Bald werden wir umziehen.
Also durchforste ich all meine Regale und prüfe die gesammelten Papiere, was davon ich in die Papiersammlung geben kann. Bekanntlich ist das nicht immer einfach, denn jedes Ding hat eine Geschichte, steht respektive liegt nicht zufällig da und will, falls ich mich denn durchringen kann dazu, es wegzugeben, entsprechend gewürdigt werden.
Die Bibliothek lasse ich mal so, wie sie ist – es kostet mich immer noch zu viel, sie zu reduzieren.

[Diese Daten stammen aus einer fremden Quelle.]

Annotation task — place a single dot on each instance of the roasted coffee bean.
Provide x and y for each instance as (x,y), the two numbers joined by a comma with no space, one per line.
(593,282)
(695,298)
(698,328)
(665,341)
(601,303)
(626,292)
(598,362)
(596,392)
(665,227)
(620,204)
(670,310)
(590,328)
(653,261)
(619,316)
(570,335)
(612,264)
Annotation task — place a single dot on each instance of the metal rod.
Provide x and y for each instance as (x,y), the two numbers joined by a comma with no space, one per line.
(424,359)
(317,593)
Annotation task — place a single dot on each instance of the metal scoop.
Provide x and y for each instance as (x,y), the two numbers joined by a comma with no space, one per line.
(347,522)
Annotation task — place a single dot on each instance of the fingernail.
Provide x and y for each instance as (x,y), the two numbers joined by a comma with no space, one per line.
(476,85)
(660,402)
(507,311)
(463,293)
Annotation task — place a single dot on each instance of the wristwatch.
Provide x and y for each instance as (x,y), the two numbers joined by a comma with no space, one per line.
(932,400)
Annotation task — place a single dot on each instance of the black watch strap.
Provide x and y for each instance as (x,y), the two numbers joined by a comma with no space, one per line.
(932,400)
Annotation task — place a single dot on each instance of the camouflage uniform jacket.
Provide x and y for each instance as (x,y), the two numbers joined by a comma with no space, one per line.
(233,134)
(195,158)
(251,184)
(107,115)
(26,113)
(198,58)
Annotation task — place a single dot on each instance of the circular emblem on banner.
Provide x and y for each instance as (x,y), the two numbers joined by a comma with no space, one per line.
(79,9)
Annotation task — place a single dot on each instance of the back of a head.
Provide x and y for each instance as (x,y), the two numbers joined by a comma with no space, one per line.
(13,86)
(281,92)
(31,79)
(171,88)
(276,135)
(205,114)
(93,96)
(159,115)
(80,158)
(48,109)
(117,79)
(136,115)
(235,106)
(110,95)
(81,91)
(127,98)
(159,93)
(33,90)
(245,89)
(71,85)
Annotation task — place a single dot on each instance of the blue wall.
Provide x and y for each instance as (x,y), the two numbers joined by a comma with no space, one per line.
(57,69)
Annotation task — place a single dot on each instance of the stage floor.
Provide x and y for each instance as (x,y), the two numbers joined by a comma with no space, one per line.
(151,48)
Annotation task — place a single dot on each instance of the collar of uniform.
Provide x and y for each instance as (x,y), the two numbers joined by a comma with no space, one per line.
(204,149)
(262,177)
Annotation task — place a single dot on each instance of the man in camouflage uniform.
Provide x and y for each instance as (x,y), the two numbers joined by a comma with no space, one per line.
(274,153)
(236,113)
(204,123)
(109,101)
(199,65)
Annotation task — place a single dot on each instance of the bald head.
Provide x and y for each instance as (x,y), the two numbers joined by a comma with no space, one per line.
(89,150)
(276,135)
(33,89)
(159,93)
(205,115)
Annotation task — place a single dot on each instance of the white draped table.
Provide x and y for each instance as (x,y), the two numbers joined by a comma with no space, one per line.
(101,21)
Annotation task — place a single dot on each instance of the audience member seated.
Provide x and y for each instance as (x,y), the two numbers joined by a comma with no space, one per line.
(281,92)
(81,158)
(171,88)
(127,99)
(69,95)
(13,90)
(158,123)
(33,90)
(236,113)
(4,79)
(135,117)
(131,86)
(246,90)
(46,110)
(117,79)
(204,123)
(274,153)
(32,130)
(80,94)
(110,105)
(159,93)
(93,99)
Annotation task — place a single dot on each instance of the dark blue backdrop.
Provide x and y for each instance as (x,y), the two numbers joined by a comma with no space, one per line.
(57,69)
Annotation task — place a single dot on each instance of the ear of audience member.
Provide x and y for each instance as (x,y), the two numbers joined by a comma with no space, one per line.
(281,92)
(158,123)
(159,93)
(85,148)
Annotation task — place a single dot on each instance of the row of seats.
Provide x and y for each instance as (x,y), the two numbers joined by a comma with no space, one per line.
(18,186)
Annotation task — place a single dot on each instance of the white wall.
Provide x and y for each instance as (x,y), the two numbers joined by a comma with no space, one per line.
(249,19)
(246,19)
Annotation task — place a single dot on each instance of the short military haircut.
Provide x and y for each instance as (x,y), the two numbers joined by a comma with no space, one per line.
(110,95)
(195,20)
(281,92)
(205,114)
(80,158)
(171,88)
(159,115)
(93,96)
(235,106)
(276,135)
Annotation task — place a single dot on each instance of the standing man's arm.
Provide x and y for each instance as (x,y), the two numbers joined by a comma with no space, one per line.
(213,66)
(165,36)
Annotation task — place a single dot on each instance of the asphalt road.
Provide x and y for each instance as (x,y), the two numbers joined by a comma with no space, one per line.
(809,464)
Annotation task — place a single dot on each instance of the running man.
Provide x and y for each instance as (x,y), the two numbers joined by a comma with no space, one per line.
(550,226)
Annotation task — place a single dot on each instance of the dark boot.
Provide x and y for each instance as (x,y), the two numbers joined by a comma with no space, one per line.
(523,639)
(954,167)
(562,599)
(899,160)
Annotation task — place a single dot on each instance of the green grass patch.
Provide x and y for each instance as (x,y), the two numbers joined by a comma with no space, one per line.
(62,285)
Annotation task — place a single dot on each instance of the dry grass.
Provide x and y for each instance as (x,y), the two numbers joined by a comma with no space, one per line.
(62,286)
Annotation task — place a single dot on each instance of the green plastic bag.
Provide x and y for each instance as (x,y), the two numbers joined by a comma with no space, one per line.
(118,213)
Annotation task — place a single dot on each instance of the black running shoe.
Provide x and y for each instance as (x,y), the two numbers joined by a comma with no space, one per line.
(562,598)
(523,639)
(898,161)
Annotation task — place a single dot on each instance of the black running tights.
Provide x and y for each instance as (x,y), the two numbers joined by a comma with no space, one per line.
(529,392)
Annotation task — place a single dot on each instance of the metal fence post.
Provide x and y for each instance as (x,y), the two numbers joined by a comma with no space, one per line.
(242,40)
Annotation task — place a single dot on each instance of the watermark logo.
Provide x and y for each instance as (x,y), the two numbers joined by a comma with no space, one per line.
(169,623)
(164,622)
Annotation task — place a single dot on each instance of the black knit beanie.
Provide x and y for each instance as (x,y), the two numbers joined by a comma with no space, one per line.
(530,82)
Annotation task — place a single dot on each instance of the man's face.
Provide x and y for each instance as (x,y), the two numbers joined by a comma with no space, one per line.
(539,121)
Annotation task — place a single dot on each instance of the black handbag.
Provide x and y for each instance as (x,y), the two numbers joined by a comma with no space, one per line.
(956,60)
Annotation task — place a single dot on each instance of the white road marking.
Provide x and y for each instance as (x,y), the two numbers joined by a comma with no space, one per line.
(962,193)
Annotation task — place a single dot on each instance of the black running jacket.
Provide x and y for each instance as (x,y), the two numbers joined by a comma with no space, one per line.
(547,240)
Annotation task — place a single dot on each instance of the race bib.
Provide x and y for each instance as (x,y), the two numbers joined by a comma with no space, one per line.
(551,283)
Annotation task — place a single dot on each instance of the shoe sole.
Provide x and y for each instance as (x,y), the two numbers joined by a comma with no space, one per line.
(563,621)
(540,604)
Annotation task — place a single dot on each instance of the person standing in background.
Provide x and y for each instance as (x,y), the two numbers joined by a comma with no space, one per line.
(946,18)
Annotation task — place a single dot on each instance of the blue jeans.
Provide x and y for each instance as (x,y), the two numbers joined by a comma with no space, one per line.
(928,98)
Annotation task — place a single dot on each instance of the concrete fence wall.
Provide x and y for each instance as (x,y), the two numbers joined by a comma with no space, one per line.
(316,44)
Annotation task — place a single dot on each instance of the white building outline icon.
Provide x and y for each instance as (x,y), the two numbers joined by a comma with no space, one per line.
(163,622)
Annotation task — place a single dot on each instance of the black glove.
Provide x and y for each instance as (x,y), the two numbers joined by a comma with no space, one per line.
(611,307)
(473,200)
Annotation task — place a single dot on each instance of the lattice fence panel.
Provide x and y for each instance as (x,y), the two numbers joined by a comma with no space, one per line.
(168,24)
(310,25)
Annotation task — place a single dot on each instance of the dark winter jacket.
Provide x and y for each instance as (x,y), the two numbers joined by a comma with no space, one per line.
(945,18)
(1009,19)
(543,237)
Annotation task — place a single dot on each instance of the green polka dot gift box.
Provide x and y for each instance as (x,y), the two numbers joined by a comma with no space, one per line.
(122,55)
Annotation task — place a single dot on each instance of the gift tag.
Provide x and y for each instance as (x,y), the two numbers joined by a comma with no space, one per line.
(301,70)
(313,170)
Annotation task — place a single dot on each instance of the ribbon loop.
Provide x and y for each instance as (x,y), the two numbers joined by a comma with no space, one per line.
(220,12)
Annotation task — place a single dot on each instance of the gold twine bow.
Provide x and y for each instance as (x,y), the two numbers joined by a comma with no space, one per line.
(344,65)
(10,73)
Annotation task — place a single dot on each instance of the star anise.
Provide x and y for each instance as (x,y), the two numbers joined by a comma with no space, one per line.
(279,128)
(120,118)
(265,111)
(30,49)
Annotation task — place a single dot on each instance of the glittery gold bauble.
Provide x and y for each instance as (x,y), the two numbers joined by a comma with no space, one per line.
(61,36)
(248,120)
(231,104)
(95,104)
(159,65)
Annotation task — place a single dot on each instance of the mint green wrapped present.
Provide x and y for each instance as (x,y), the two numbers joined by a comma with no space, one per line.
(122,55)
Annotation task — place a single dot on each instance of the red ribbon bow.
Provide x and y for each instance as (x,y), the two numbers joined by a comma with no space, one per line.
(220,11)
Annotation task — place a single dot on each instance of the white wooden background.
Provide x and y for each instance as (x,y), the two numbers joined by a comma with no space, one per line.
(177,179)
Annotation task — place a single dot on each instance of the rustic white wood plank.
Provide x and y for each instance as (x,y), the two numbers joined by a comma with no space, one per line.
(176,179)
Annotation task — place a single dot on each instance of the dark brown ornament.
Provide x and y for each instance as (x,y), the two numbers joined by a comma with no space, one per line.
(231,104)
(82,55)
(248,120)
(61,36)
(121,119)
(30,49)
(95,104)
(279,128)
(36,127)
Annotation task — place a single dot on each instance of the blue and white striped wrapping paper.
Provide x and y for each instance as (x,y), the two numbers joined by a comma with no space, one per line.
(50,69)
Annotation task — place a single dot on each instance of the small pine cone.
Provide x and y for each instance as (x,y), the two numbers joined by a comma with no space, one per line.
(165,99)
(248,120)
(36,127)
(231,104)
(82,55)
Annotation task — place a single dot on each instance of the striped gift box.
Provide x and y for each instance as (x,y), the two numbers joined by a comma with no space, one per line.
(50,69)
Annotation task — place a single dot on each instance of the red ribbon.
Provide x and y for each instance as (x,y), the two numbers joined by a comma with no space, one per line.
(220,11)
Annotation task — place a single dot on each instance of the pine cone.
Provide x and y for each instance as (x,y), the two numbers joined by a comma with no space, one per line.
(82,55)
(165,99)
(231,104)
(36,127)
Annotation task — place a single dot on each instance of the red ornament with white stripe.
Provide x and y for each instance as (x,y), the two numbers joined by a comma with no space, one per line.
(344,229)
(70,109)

Für die restlichen Ordner mit Unterlagen für Unterricht und Weiterbildungskurse, welche die Wegwerforgie anlässlich meines Rücktritts an Gymnasium und Universität aus unerfindlichen Gründen überlebt haben, gilt das nicht. Also gehe ich einen nach dem anderen durch, entferne Büroklammern, ziehe Blätter aus den Plastic-Hüllen, lege Folien auf einen gesonderten Stapel; der Papierberg wächst.
Aber:
Was für eine Fülle von didaktischen Geschichten! Von Wiederbegegnungen mit Schülerinnen, Studenten, Kolleginnen und Kollegen! Die Autographensammlungen von Meinungen von Studierenden zur Gestaltung dieser oder jener Unterrichtseinheit zum Beispiel versetzt mich im Nu zurück in der Zeit; ich sehe sie schreiben in meinem damaligen Schulzimmer, das uns einen wundervollen Ausblick bot auf die Jurakette. Das MindMap von 1995 zum Thema Individualisieren im Französischunterricht – geht das?, zu welchem ich damals einen Workshop leiten durfte in einem universitären Fachdidaktikkurs, lässt mich staunen über mich selbst: wie selbstverständlich „moderne“ Unterrichtsformen (siehe die damaligen Schlagworte wie SOL, ELF, Projektunterricht u. ä.) für mich 1995 längst schon waren. Ich finde eine Wegleitung zum Portfolio-Lernen, die ich 1998 (!) testweise für eine meiner Abteilungen verfasst habe – schon damals war ich überzeugt, dass Portfolios ins Evaluationsprozedere Eingang finden sollten (wie das @phwampfler heute ebenfalls verschiedentlich darlegt, zum Beispiel hier und hier). Zwischen all den Papieren finde ich fünf CD-ROM, welche je Präsentation, Lektürehilfen und Arbeitsunterlagen zu einem aktuellen Roman enthalten, das Ganze gestaltet in Form einer Website. Diese Websites von 2004 sollten, so die Grundaufgabe, Gymnasiast/-innen aus der Westschweiz die Lektüre damals aktueller Romane aus der Deutschschweiz erleichtern.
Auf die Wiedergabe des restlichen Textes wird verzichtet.